Hi! I setup a DIY co2 system using one of those nifty pre assembled bottlecap systems that you can get on Amazonhttp://www.amazon.com/DIY-CO2-Aquarium-Plant-System/dp/B008CUZJF6

I set it all up with a bubble counter and using a citric acid and baking soda system to generate the co2. This worked great for the last week and a half. The pressure stayed around 1.5 (halfway through the green zone on the gauge) and I was using .5 bubbles/sec which was suggested by the instructions. 

Well, tonight it exploded a little. Over the last two days I noticed that the pressure was building itself up to 3-5 on the gauge. When I noticed this I would bleed it off a bit down back into the green zone. This was working fine, until my boyfriend decided to help, and instead of pulling a line and opening up the pin valve all the way he decided to try just unscrewing one of the bottle caps. The noise was deafening and of course everything got coated with a layer of baking soda water. 

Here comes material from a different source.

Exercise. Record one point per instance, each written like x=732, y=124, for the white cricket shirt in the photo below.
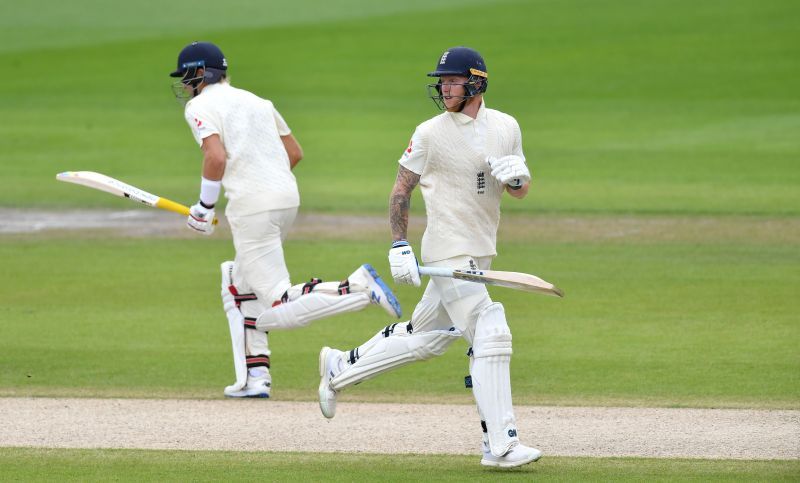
x=257, y=174
x=462, y=199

So, my question is about the pressure fluxuations. It started happening in the last day and a half, while we were experiencing a lot of barometric variations. No idea if that is a likely root cause.

Any ideas?


----------



## kyle3 (May 26, 2005)

Wow! that sounds exciting 

has it been warmer? Pressure changes seem like a plausible contributing factor to me too.

PS back in the day when I was doing DIY CO2 that sweet bottle cap assembly did not exist. I had to drill holes in caps and silicone them in place -- so much less awesome. I'm really impressed by that rig!


----------



## JonA (Mar 8, 2017)

I always have a problem with the pressure dropping. I end up having to squeeze bottle b like crazy to get the pressure back up.


----------



## baconeggsandkate (Jun 7, 2017)

Thanks for responding! It got much warmer by about 10 degrees F last week then we had rain and storms and it dropped a little but not much. That said I try to keep the apartment cooler with fans going while at work during the day and the parts of the night when nobody is in the room with the tank. There is a chunk of the evening when the room is air conditioned.


----------



## GrampsGrunge (Jun 18, 2012)

This is why I don't do my DIY CO2 systems against those sintered glass diffusers that require higher pressure. I keep all of mine as low pressure feeding into either a power head or a low pressure filter or circulation outflow pipe or tube.


----------